Although there are plenty of filmmakers out there who make a point of avoiding reviews of their own movies, there is no shortage of those who devour as many as possible to gauge the consensus. As one of the most noted and respected critics of the modern era, getting a glowing appraisal from Roger Ebert was seen as a badge of honour.

There’s barely a director to have ever picked up a megaphone that didn’t make at least one underwhelming motion picture, and there are an unfortunate few who have never been able to make anything any better than that. Ebert was known for his razor-sharp takedowns of cinema’s worst offenders, which in turn helped kickstart the popularity of embracing a terrible film.

Every single person has at least one movie they know fine well, which is completely irredeemable, but they love it anyway. Ebert himself was guilty of both trashing widely acclaimed classics and giving hearty recommendations to dumpster fires alike, but becoming eviscerated in one of his reviews suddenly made them a must-see among the legions of readers who hung on his every word.

It’s easy to shit all over a feature-length abomination, but thanks to his talents as a wordsmith, Ebert painted an incredibly vivid picture of just how awful the worst offenders really were. One of the most venomously hilarious examples came when he annihilated Deuce Bigalow: European Gigolo, which came after Rob Schneider had openly blasted critic Patrick Goldstein for panning the dismal comedy.

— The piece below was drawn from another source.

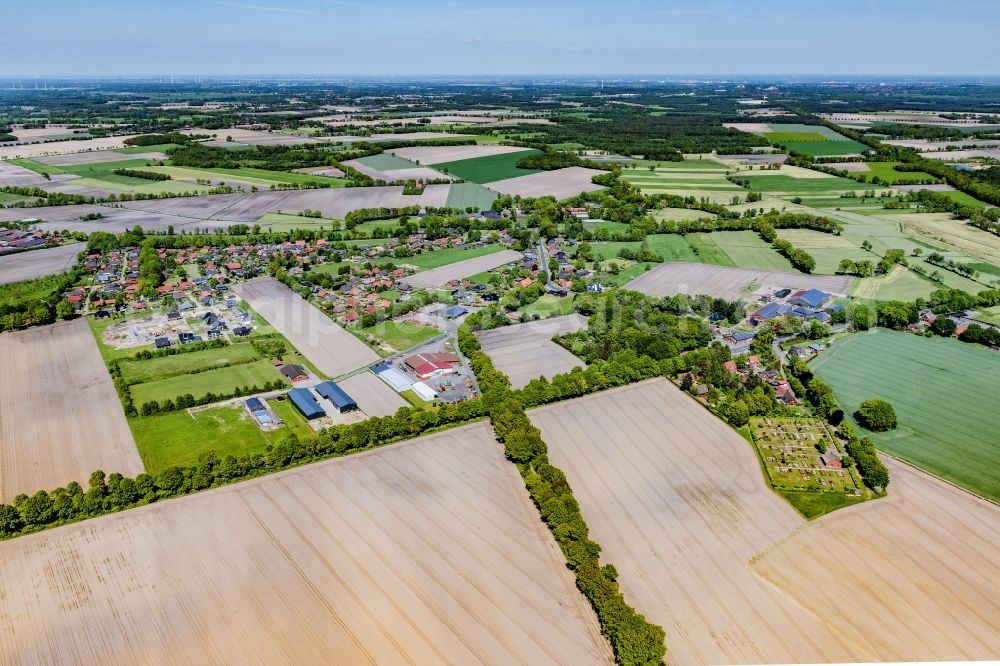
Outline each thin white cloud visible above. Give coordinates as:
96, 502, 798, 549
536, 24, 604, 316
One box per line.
216, 2, 316, 14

The star attacked Goldstein by saying he wasn’t qualified to call a bad movie a bad movie because he’d never been recognised by his journalistic peers, which was admittedly a strange defence coming from somebody who’d win a Golden Raspberry in the ‘Worst Actor’ category for that very film.

When Ebert caught wind, he reduced Schneider to absolute rubble. “As chance would have it, I have won the Pulitzer Prize, and so I am qualified,” he wrote. “Speaking in my official capacity as a Pulitzer Prize winner, Mr. Schneider, your movie sucks.” Just like that, Deuce Bigalow: European Gigolo gained a new lease of life for being so reprehensible it required a recipient of an esteemed prize to set it ablaze.

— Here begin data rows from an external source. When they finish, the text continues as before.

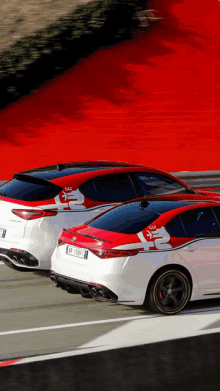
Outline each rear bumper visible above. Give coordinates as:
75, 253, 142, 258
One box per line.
50, 271, 118, 303
0, 248, 39, 269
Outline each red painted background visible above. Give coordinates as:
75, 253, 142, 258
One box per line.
0, 0, 220, 180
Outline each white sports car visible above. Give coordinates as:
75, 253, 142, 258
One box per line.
51, 196, 220, 315
0, 161, 211, 270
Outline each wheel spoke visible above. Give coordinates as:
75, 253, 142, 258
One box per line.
159, 281, 167, 292
169, 293, 179, 304
172, 286, 183, 292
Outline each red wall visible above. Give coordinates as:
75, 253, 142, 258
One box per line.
0, 0, 220, 180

Such were the levels of respect Ebert carried, though; Schneider sent him flowers when he was laid up in the hospital along with a message of encouragement, which he signed as “your least favourite movie star”. That was the relationship between the critic and bad movies in microcosm; even the people who made them held Ebert in such high esteem that they never took it personally.

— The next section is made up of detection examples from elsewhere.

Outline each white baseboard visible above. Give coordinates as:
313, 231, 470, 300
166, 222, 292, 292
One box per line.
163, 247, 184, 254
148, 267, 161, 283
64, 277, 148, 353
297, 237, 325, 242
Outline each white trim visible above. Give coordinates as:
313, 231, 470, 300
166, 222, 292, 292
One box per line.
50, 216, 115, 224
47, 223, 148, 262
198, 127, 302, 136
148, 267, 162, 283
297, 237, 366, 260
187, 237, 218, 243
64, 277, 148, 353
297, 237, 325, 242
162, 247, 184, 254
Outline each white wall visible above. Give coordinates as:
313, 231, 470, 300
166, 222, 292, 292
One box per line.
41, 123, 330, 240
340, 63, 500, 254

These days, there are entire websites, countless social media accounts, and innumerable YouTube channels dedicated specifically to either tearing terrible films apart piece-by-piece or defending them to the hilt as misunderstood masterpieces. Ebert had been doing that very thing since the late 1960s, and as the most prominent mainstream critic in the business for almost the entire duration of his career, he helped blaze a trail to turn negative criticism into an art form unto itself.